Yesterday, we learned that Michigan has more than half a million kids in families whose incomes are below the poverty level. Half a million. That’s according to reliable figures provided by the non-partisan, non-profit Michigan League for Human Services.
Every year, they bring us something called the Kids Count Data Book, a demographic survey of children’s well-being, funded by the reputable Annie E. Casey Foundation.
This year’s study shows that almost one in four Michigan kids is poverty-stricken. That’s as of two years ago, and the situation probably worsened last year. That’s more significant than it seems: Poverty-stricken children all too often grow up to be poor, unemployed and sometimes unemployable adults. They seldom get the education they need to be successful in the modern economy.
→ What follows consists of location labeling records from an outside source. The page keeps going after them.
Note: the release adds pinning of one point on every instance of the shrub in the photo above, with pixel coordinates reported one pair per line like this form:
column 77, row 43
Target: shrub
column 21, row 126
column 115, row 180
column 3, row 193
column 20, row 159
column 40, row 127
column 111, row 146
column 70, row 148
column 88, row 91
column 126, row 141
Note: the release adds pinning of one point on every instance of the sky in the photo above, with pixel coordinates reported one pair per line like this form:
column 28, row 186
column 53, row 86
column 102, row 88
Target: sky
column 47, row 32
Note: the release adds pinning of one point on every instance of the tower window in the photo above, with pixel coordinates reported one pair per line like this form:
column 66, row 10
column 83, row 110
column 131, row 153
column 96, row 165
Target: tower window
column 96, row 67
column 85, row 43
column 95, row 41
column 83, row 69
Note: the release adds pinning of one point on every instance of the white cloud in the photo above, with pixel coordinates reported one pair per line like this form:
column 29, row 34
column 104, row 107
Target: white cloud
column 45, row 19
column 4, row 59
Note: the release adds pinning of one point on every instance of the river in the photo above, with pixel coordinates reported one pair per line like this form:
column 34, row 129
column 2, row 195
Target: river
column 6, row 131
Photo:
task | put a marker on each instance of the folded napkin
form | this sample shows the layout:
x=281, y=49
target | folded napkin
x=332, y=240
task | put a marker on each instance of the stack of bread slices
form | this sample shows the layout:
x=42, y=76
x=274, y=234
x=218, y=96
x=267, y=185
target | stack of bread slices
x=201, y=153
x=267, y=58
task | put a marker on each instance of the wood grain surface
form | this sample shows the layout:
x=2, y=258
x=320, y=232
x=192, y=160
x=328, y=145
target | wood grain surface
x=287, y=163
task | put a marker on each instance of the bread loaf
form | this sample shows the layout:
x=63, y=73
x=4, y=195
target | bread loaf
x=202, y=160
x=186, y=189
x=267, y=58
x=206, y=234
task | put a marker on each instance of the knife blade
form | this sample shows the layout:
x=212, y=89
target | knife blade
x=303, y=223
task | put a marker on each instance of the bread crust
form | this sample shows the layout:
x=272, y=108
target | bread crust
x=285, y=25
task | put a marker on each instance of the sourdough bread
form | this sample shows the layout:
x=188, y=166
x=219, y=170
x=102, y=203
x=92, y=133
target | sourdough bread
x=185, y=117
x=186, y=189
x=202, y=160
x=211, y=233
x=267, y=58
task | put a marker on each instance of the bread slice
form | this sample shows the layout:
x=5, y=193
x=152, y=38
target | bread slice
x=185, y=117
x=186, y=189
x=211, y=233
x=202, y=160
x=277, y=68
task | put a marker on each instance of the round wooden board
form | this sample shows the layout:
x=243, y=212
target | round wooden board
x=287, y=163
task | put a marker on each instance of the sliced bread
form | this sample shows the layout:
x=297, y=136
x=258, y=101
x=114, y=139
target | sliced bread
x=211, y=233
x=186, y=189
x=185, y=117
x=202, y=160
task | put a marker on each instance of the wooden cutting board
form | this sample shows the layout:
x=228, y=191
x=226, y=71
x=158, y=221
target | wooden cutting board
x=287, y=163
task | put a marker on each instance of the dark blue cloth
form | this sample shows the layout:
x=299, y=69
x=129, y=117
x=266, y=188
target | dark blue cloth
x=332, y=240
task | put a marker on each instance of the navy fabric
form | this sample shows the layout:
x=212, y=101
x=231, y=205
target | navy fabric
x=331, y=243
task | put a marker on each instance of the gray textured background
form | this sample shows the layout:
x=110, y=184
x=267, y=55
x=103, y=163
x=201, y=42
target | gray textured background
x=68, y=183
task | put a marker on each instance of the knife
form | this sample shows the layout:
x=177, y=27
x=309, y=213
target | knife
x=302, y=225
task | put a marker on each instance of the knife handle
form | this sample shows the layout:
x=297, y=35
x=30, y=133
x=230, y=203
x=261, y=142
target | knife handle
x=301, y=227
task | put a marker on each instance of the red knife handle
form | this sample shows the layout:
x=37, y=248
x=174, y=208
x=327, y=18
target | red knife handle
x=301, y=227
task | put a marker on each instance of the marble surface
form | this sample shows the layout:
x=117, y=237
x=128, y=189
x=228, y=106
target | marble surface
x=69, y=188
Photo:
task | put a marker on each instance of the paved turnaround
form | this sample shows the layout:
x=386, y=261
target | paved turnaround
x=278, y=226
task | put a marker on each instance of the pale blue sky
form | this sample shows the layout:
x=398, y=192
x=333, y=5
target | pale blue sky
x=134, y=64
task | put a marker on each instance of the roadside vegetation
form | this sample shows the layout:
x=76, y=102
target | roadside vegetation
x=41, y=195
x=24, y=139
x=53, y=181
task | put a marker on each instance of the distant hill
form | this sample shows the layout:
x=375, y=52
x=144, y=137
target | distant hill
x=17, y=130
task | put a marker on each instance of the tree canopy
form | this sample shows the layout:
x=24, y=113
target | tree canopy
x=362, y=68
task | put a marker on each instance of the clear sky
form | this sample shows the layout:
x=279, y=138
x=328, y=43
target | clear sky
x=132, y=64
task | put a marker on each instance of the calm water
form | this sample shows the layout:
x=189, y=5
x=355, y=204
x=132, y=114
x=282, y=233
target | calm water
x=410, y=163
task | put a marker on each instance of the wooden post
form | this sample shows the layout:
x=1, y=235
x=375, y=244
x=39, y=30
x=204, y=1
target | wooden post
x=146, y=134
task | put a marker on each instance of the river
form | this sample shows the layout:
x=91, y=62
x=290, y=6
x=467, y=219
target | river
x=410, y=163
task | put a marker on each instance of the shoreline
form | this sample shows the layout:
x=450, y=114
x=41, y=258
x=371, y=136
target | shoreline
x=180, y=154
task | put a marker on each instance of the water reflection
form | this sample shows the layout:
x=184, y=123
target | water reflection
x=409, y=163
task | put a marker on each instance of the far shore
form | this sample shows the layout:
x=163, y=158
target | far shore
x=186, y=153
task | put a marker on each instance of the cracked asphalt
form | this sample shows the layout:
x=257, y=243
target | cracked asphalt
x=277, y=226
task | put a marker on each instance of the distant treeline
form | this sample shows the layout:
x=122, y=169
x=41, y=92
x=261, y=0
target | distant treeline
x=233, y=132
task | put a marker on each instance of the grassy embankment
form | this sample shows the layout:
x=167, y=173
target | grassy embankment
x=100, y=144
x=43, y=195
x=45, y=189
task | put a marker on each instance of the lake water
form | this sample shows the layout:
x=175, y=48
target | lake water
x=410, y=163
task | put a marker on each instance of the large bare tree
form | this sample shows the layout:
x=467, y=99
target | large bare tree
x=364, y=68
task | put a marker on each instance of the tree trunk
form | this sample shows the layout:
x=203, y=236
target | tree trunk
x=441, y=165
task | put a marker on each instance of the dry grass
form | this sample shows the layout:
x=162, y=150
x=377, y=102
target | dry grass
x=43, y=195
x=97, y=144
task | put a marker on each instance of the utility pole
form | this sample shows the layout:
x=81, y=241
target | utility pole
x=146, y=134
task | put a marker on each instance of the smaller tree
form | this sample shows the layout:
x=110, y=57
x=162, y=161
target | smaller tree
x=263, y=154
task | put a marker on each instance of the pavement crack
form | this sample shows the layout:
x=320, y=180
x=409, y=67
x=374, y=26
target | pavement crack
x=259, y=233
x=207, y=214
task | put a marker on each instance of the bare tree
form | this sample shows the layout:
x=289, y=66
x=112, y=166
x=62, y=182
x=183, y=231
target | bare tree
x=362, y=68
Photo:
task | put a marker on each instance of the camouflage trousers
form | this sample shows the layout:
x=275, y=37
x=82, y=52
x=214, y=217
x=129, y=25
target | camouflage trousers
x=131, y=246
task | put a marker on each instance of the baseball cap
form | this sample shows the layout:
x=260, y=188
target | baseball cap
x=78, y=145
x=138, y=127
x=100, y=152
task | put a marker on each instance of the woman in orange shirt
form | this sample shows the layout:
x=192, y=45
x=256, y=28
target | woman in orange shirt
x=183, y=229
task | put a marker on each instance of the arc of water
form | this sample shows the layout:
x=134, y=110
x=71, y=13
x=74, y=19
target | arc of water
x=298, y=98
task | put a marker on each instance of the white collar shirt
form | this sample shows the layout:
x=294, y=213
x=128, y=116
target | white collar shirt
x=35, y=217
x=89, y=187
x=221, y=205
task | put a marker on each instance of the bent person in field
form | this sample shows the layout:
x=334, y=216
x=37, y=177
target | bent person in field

Additionally, kids who live under economic stress also tend to have more health problems, according to Jane Zehnder-Merrell, the director of the Kids Count in Michigan project.
That should bother you even if you have a heart of stone, because society is going to end up paying a tremendous economic as well as human cost as a result. We won’t see the full effect of the recession on our children for years.
And, there are things we could do to cushion the blow. Unfortunately, according to the experts, we seem to be choosing policies guaranteed to do exactly the opposite. Michigan, by the way, isn’t the worst state in the nation when it comes to child poverty, though we are worse than most.
We’ve fallen a few notches to thirtieth out of fifty states. But while child poverty went up nationally by 18 percent since two thousand, it increased in Michigan by a staggering 64 percent.